Il leur reste donc à trouver un compromis. On a bien compris que les Etats-Unis n’ont jamais accepté l’humiliation de la prise des otages à l’Ambassade américaine en 1979, renforcée par le fiasco de l’opération de leur libération par Jimmy Carter qui explique en partie sa défaite contre Ronald Reagan quelques mois plus tard. On a donc bien compris qu’en conséquence, ils veulent se venger en humiliant à leur tour l’Iran et en renversant son régime.

Mais cet aspect passionnel de la politique américaine devra être tempéré par les données stratégiques. De ce point de vue, les Etats-Unis livrent un combat frontal contre la montée en puissance de la Chine et c’est incontestablement leur combat majeur, auprès duquel celui qu’ils conduisent contre l’Iran n’est que secondaire.  

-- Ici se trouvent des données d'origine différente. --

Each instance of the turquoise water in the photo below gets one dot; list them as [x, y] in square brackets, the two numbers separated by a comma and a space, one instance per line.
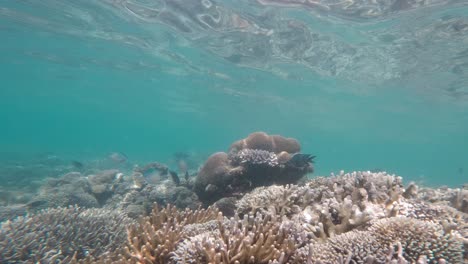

Or l’Iran ne demande pas mieux que de se réconcilier avec les Etats-Unis à condition de sauver la face et d’y gagner sur le plan économique, tandis que ces derniers peuvent difficilement se permettre, pour tenter de remporter une confrontation relativement mineure pour eux, d’affaiblir leur position morale, d’irriter leurs partenaires et de pousser à la constitution d’un front commun contre eux.

 

Aussi, une fois dissipé le phantasme de la chute du régime iranien, toute la question, en particulier pour le peuple iranien qui souffre de ces sanctions, est d’accélérer le processus qui permettra d’obtenir un accord entre les Etats-Unis et l’Iran. Cela pourrait se révéler plus rapide qu’il ne semble, notamment en raison de la fragilité du pouvoir saoudien et du réalisme profond que nécessite la survie d’Israël.